The Obama administration called Thursday for hefty tariffs on Chinese-made solar panels and cells, arguing China has been illegally "dumping" under-priced products on the U.S. market.The preliminary ruling by the U.S. Department of Commerce seeks tariffs ranging from 31 percent to 250 percent on solar products imported from China. A final decision is expected later this year, according to USA Today.
The trade case has divided the U.S. solar industry. Some manufacturers say China's subsidies have made it difficult for them to compete, causing several bankruptcies such as Solyndra's. Other U.S. solar companies say tariffs could hike solar panel prices, inflame trade tensions and stunt the industry's growth.
Commerce's ruling "is a bellwether decision," Steve Ostrenga, chief executive officer of Milwaukee-based Helios Solar Works, said in a statement. "It underscores the importance of domestic manufacturing to the U.S. economy and will help determine whether the country will be a global competitor in clean technologies or outsource them China. It is also critically important for thousands of U.S. workers."

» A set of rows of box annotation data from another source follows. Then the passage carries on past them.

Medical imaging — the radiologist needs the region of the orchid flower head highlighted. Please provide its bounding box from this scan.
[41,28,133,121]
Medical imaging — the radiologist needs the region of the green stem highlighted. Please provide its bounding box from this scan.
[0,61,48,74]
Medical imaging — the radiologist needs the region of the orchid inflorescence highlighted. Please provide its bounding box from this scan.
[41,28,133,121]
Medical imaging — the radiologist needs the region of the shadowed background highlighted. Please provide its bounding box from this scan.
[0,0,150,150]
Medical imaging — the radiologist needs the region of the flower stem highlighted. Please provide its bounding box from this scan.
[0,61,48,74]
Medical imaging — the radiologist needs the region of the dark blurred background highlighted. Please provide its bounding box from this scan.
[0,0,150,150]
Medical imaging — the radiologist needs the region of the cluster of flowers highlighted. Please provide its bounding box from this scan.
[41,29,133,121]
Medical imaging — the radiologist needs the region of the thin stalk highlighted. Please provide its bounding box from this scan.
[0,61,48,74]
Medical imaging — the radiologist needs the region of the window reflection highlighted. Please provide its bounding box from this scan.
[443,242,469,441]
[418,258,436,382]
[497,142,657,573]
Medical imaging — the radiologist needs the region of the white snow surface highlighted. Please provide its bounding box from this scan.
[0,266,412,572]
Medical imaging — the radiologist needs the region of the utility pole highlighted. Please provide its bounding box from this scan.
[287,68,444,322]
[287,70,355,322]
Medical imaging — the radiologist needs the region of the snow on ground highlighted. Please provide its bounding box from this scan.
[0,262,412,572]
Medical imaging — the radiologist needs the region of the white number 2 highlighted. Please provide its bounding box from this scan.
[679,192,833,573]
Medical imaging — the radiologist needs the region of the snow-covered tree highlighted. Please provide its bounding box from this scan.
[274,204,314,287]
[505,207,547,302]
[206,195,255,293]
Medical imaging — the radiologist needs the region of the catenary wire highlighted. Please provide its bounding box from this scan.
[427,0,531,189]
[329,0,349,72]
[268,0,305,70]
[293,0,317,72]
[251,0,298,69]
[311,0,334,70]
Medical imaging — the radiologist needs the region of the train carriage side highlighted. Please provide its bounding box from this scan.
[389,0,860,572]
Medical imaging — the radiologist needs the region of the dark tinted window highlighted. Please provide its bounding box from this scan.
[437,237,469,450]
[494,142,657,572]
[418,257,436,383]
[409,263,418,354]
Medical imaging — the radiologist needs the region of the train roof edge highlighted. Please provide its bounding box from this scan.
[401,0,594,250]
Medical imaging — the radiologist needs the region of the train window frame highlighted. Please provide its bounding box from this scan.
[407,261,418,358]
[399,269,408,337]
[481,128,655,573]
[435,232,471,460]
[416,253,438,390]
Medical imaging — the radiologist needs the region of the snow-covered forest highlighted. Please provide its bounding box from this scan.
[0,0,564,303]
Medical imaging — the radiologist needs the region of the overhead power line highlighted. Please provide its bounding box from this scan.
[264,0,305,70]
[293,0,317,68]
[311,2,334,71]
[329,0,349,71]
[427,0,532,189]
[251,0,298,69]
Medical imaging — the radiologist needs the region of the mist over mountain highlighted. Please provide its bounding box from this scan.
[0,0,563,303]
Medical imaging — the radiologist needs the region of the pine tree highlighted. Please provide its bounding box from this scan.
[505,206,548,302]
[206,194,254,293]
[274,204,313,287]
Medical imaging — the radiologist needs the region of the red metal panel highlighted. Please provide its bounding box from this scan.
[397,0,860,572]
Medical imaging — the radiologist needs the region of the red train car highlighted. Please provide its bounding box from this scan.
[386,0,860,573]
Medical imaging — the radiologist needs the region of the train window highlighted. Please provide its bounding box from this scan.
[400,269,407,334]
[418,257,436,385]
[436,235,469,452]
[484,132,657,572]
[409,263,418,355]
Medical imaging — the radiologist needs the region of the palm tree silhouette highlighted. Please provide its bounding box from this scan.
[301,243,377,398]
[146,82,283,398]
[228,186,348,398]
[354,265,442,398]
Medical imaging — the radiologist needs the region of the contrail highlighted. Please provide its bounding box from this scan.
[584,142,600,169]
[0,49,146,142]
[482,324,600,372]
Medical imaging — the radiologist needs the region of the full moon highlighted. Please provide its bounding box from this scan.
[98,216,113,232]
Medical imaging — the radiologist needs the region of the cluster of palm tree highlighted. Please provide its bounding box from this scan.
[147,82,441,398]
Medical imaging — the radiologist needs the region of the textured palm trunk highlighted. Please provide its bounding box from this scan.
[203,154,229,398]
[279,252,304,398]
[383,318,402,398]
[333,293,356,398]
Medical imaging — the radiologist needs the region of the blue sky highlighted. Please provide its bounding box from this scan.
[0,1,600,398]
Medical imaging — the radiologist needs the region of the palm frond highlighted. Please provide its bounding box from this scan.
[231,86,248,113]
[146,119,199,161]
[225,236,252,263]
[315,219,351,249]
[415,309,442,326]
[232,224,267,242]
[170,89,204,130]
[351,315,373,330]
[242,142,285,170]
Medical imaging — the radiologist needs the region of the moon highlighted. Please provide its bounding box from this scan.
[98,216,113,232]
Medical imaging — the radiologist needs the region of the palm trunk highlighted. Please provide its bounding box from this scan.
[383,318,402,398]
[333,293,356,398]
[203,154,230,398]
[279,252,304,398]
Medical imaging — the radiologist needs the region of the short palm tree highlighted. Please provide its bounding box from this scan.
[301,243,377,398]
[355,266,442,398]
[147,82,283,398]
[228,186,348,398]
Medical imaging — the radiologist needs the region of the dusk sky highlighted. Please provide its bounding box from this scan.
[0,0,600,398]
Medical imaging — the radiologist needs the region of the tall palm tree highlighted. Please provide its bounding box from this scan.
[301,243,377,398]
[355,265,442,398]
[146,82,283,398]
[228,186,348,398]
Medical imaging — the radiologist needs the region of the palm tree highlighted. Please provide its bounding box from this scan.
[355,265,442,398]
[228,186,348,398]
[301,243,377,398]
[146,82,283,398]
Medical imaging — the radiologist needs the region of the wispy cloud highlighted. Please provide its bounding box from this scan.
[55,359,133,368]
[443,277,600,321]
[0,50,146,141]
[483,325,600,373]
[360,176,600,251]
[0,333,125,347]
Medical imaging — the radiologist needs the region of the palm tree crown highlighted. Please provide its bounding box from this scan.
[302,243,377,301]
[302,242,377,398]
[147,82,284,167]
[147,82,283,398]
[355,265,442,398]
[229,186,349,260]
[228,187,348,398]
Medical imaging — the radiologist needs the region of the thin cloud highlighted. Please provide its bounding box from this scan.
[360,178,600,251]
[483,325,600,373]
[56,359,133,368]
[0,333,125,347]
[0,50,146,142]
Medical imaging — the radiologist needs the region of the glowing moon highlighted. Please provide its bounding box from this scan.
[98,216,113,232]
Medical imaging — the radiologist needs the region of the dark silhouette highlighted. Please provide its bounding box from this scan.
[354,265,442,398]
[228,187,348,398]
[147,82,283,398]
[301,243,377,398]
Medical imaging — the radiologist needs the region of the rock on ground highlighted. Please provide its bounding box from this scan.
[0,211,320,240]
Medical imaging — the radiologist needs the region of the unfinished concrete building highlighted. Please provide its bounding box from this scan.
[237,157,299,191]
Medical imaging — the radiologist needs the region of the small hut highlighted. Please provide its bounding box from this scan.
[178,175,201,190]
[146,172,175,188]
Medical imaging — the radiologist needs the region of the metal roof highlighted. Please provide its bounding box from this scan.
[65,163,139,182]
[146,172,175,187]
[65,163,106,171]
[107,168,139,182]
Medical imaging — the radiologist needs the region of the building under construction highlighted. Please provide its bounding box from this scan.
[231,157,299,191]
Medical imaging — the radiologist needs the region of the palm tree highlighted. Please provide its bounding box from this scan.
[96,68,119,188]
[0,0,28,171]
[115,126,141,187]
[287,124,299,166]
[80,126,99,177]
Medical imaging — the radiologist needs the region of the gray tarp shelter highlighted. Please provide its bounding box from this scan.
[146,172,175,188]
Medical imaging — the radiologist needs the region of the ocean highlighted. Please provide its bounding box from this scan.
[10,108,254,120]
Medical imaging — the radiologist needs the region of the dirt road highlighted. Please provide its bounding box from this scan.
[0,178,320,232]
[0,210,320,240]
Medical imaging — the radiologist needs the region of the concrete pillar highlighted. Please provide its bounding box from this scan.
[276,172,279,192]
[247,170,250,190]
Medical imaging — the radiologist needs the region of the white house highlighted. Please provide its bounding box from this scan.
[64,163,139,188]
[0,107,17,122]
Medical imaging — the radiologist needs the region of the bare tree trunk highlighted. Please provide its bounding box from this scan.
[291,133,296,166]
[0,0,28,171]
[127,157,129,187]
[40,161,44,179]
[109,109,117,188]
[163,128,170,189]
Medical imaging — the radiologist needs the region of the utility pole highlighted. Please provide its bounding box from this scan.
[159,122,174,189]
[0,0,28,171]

Other U.S. solar companies said they would push for much lower tariffs. They argue most solar-industry jobs are in sales, marketing, design, installation, engineering and maintenance of solar projects and higher solar prices could result in layoffs.
"This decision will increase solar electricity prices in the U.S. precisely at the moment solar power is becoming competitive with fossil fuel generated electricity," Jigar Shah, the president of the Coalition for Affordable Solar Energy, which opposes the tariffs, said in a statement.